Defective Functioning of Metallothionein Protein (MT) and Toxic Metal Sensitivity, Pfeiffer Treatment Clinic, Dr. W. Walsh et al, www.flcv.com/ptcmt.html

 

Introduction: Defective Functioning of Metallothionein Protein (MT)

Dr. William Walsh and Dr. Anjum Usman have discovered that defective functioning of metallothionein protein (MT) is a distinctive feature of autism. This abnormality results in impaired brain development and extreme sensitivity to toxic metals and other environmental substances. This disorder is often unnoticed in infancy and early childhood until aggravated by a serious environmental insult.

In a study of 503 autism-spectrum patients, the authors found abnormal levels of copper and zinc in blood (p<0.0001) indicating defective functioning of metallothionein (MT) proteins. Also, calculation of unbound copper provides a reliable indication of the degree of metallothionein function (or dysfunction). In humans, MT proteins regulate blood levels of these trace minerals, detoxify mercury and other heavy metals, and assist in neuronal development. The expected consequences of defective MT during gestation or early infancy are consistent with several classic symptoms of autism. It appears that defective functioning of MT proteins may represent the underlying cause of autism.

Consequences of MT Malfunction in a Newborn

It is very interesting to examine the consequences of MT malfunction in a newborn:

Abnormal Cu and Zn levels in blood and in hippocampus

Impaired neuronal development, especially in the first 30 months of life, which could result in incomplete maturation of the G.I. tract and brain.
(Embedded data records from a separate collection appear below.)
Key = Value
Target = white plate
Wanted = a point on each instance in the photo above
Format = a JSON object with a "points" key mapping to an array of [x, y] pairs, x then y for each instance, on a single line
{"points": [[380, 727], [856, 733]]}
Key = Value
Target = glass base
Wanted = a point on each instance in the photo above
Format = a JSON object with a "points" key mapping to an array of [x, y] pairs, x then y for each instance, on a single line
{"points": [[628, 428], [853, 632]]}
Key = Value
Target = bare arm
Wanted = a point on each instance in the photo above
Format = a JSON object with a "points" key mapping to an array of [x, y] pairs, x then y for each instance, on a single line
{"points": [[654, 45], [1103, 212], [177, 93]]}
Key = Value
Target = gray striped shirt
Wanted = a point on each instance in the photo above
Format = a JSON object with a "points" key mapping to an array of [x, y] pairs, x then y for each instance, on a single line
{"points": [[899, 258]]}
Loss of MT's protective detoxification of heavy metals

MT is the primary system for managing cadmium, mercury, and other toxic metals. MT has an extraordinary affinity for these heavy metals and the resultant proteins (cadmium MT, mercury MT, etc.) effectively sequester the toxic metals and render them relatively innocuous.

Impaired immune function

Immature GI tract

Since the above factors closely resemble classic symptoms of autism, it is logical to conclude that the root cause of autism may be an error of metal-metabolism involving MT followed by victimization by a toxic metal.

The most likely explanation for the severe metal-metabolism dysfunction lies in the function of a group of proteins known as metallothioneins. Genetic errors in the genes coding for the various proteins or having the genes "turned off" by influences on the promoter regions on either side of the genes themselves would be the only two explanations for dysfunction of this group of proteins.
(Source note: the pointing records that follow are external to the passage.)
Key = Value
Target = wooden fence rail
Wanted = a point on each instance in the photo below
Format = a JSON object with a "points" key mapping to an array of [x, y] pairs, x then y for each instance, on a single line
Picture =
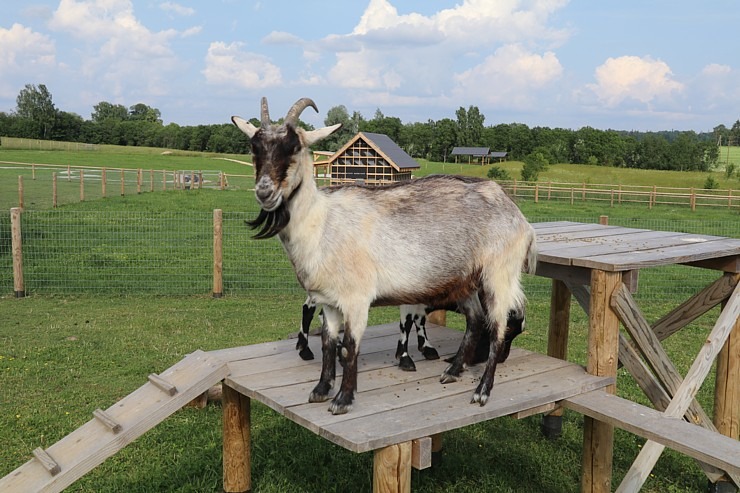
{"points": [[624, 194]]}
Stimulating the Production of Metallothionein Proteins

PCR (Polymerase Chain Reaction) studies of the genes coding for the various metallothionein proteins in autistic spectrum disorders have been negative (Segal, et al, accepted for publication). This means there is nothing wrong with these genes themselves, but the production of metallothionein proteins has somehow been "turned off" by other genetic and possibly environmental factors. Thus, by using items known already found in the medical literature to stimulate the production of metallothionein proteins, it should be possible to restore function to this entire system of proteins, thus allowing the restoration of function of these proteins. This should allow the body to naturally rid itself of accumulated heavy metals, help the GI tract to mature, and correct the immune system impairments.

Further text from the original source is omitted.